News Broadcasting
Manic Monday: Media scrips join Sensex free fall
MUMBAI: It was truly a Manic Monday for Dalal Street. For the second time in the indices’ history (the first being on 17 May, 2004), trading was suspended at the BSE this morning. The Sensex fell by a whopping 1111.70 points in the morning trade below 10,000 to settle at 9,826.91.
However, it recovered substantially to close at 10,482 down 457 points. The NSE Nifty, on the other hand, closed at 3081 down 166 points. Media stocks, like the predominant market sentiment, were on a downslide.
In order to avoid pandemonium in the market, Sebi chief M Damodaran asked people not to go by rumours but to take informed decisions. According to him, Sebi was in touch with the RBI and there were no liquidity problems.
Among the entertainment and media stocks, one company that managed to beat the heat on the bourses was Times Group company Entertainment Network India Ltd (ENIL), which operates the Radio Mirchi brand. The company’s stocks opened at Rs 239.85 and closed higher at Rs 241.10, thus registering a marginal gain of 0.63 per cent.

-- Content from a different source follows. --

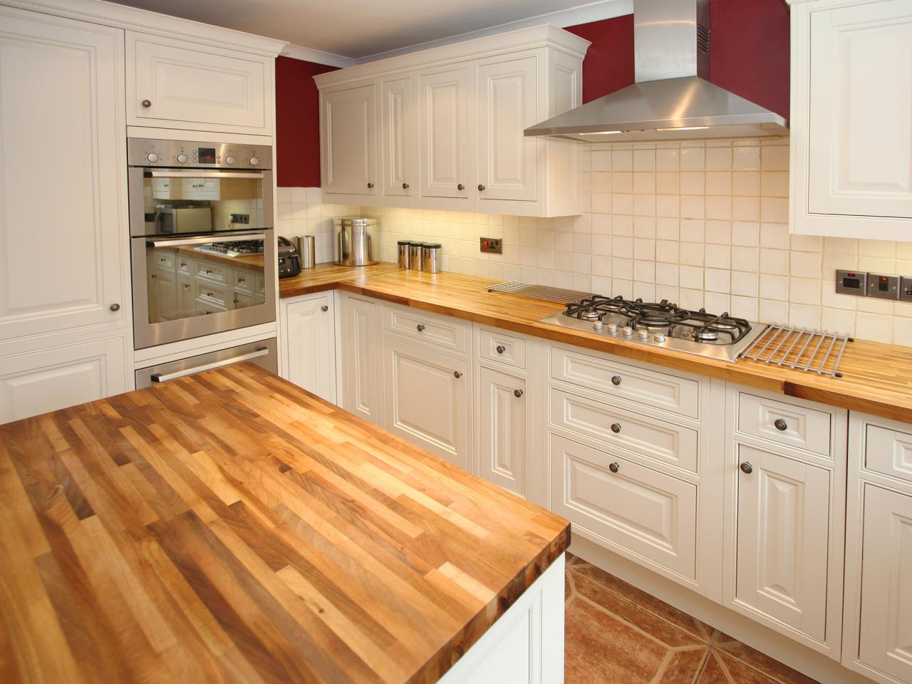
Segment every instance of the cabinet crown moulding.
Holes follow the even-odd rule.
[[[575,59],[583,59],[590,45],[592,44],[588,40],[563,28],[543,25],[496,36],[486,36],[462,43],[430,47],[376,62],[366,62],[338,71],[318,74],[314,77],[314,80],[316,81],[318,88],[340,86],[378,77],[396,76],[418,69],[445,67],[539,47],[549,47]]]
[[[43,2],[0,0],[0,5],[122,28],[128,31],[163,36],[262,57],[275,57],[287,45],[285,41],[267,38],[264,36],[255,36],[122,5],[98,2],[98,0],[44,0]]]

The biggest loser today was Prannoy Roy’s NDTV Ltd. The stocks of NDTV opened at Rs 220 today and closed at Rs 190, weaker by 13.64 per cent. Mid-Day Multimedia, on the other hand, recorded a drop of 11.82 per cent and closed at Rs 61.15 (previous close Rs 69.35).
Pritish Nandy Communications shed 10.14 per cent to close at Rs 45.65 from its previous close of Rs 50.80. Hinduja TMT; which on Friday 19 May took the deepest plunge, going down by Rs 48.30 to close at Rs Rs 701.75; today dropped 3.10 per cent to close at Rs 680.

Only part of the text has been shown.